Sven Suursoho wrote:
> Fri, 05 May 2006 19:20:55 +0300, Joshua D. Drake <jd@commandprompt.com>:
>
> >> I think that a less confusing way of saying it would be :
> >> "Generators crash if python version used is 2.4.x and it is compiled
> >> with asserts. Currently only known linux distributions to distibute
> >> such python.so
> >> files are Fedora and possibly other RedHat distributions, while
> >> Gentoo, Ubuntu and Suse are OK.
> >
> > Ubuntu ships 2.4 I don't know about SuSE. 2.4 has been out for sometime
> > and it would be a mistake to assume that we won't run into this.
>
> Sure, but it is known problem and there is patch for this bug. In the
> documentation we can clearly state that python2.4 with asserts enabled
> causes problem and describe how it can be tested and fixed (regardless of
> distribution used).
>
> As an example of absurdity of this problem: let's assume there is known
> distribution with buggy gethostbyname(). Fact, that we know about this,
> shouldn't stop us developing TCP/IP applications. Especially, if there is
> also patch for this bug :)
>
> It would be real shame to prevent using generator for SETOF functions
> because it is most natural match for plpgsql's "return next"
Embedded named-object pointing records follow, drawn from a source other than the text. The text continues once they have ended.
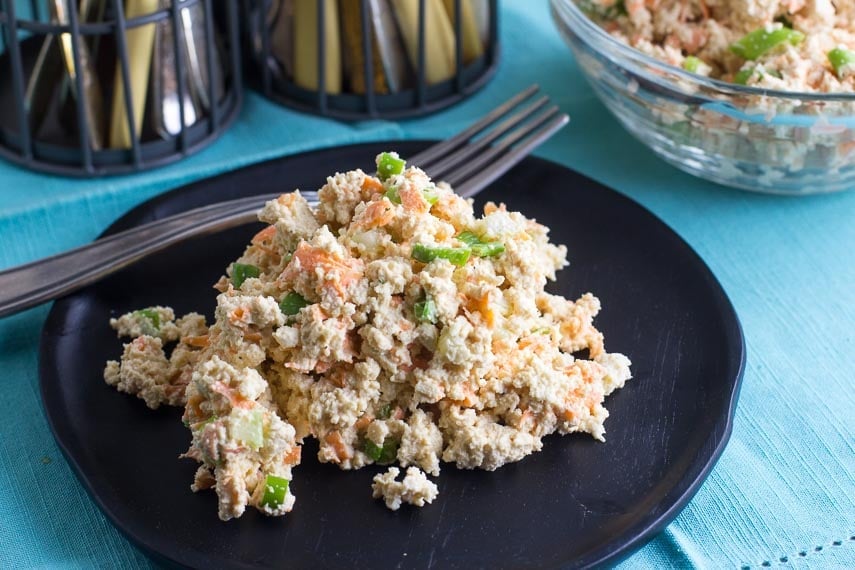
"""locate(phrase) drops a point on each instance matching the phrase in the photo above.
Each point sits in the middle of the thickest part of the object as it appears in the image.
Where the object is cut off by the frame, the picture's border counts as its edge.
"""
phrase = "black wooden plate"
(578, 502)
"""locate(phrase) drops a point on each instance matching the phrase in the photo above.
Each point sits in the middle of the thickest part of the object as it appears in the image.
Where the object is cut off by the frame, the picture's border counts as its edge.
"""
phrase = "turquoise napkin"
(782, 494)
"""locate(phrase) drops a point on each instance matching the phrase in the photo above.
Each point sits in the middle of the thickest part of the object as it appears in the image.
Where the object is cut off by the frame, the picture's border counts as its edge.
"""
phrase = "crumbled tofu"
(414, 488)
(706, 30)
(335, 328)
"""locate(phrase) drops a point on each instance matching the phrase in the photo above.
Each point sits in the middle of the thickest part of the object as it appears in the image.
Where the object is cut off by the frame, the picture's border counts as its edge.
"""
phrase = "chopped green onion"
(489, 249)
(151, 315)
(275, 489)
(760, 41)
(389, 164)
(249, 428)
(480, 247)
(692, 64)
(430, 195)
(841, 59)
(468, 238)
(243, 271)
(743, 76)
(292, 303)
(425, 310)
(456, 255)
(382, 455)
(393, 195)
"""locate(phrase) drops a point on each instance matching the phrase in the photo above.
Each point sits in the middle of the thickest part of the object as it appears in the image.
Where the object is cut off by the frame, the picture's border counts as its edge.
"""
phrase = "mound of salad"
(789, 45)
(386, 321)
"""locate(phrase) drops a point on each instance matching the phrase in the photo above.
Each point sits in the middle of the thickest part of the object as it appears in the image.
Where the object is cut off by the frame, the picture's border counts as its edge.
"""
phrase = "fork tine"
(437, 151)
(506, 155)
(449, 163)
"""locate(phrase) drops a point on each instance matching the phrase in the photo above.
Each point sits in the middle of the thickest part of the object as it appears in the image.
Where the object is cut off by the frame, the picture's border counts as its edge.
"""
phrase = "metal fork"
(469, 162)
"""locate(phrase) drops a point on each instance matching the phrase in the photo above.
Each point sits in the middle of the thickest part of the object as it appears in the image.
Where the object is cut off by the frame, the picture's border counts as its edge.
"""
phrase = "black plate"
(578, 502)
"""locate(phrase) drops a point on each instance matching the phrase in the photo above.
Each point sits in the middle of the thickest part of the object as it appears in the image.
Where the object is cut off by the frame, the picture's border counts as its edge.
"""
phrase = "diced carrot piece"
(363, 422)
(341, 273)
(293, 456)
(265, 234)
(371, 185)
(413, 200)
(376, 214)
(198, 341)
(341, 449)
(485, 310)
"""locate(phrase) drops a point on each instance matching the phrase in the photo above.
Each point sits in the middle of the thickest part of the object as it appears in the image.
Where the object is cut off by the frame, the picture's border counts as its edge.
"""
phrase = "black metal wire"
(416, 98)
(17, 140)
(368, 51)
(82, 120)
(18, 81)
(421, 83)
(178, 41)
(322, 57)
(265, 45)
(211, 52)
(458, 47)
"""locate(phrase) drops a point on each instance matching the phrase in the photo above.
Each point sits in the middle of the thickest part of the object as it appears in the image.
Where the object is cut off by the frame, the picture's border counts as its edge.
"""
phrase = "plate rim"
(617, 550)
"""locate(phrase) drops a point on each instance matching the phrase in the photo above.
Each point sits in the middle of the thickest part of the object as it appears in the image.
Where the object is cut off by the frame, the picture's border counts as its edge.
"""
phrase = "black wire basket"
(357, 90)
(167, 72)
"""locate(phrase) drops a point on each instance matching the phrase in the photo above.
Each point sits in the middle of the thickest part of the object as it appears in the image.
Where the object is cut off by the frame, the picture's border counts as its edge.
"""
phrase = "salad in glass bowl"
(756, 94)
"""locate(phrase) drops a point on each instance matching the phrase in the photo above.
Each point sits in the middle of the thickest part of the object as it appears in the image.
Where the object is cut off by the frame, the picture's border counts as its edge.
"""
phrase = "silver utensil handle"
(28, 285)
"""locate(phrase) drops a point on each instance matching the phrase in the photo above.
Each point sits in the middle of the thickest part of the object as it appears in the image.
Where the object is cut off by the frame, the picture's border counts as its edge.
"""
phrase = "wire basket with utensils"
(93, 87)
(355, 59)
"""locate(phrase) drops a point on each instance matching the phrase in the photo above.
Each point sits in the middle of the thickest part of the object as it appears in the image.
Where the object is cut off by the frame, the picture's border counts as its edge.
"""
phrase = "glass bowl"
(751, 138)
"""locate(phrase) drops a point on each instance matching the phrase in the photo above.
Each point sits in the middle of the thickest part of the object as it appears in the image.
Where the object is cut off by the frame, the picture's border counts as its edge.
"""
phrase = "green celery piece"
(292, 303)
(760, 41)
(250, 429)
(392, 195)
(385, 412)
(425, 310)
(469, 238)
(275, 489)
(382, 455)
(389, 452)
(151, 315)
(480, 247)
(456, 255)
(840, 58)
(743, 76)
(489, 249)
(692, 64)
(388, 165)
(372, 450)
(243, 271)
(430, 195)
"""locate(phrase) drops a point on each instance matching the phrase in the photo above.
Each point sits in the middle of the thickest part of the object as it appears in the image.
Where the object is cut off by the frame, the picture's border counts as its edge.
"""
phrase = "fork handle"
(28, 285)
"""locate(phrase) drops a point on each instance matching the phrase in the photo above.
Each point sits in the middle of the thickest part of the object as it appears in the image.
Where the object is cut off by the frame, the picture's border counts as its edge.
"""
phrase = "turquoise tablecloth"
(782, 493)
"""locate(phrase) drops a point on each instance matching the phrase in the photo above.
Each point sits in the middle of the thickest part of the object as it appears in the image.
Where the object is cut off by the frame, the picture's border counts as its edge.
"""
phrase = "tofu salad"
(388, 322)
(788, 45)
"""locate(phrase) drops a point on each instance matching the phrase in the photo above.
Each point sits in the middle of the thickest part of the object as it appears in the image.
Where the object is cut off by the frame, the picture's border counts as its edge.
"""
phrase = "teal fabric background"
(782, 494)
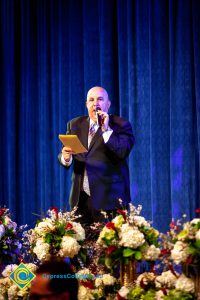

For buggy distributions of gethostbyname(), we supply our own version.
We don't just barrel ahead and tell them to fix it, if we can avoid it.
I don't see us bundling a fixed python, however. I realize it is only
Red Hat, but that is a large userbase.
I still do not know why we can't do some kind of runtime test in python
and disable this feature for 2.4 builds that have debugging enabled.
Can we do a dynamic function load test from plpython? There must be
some function that is only visible in debug builds.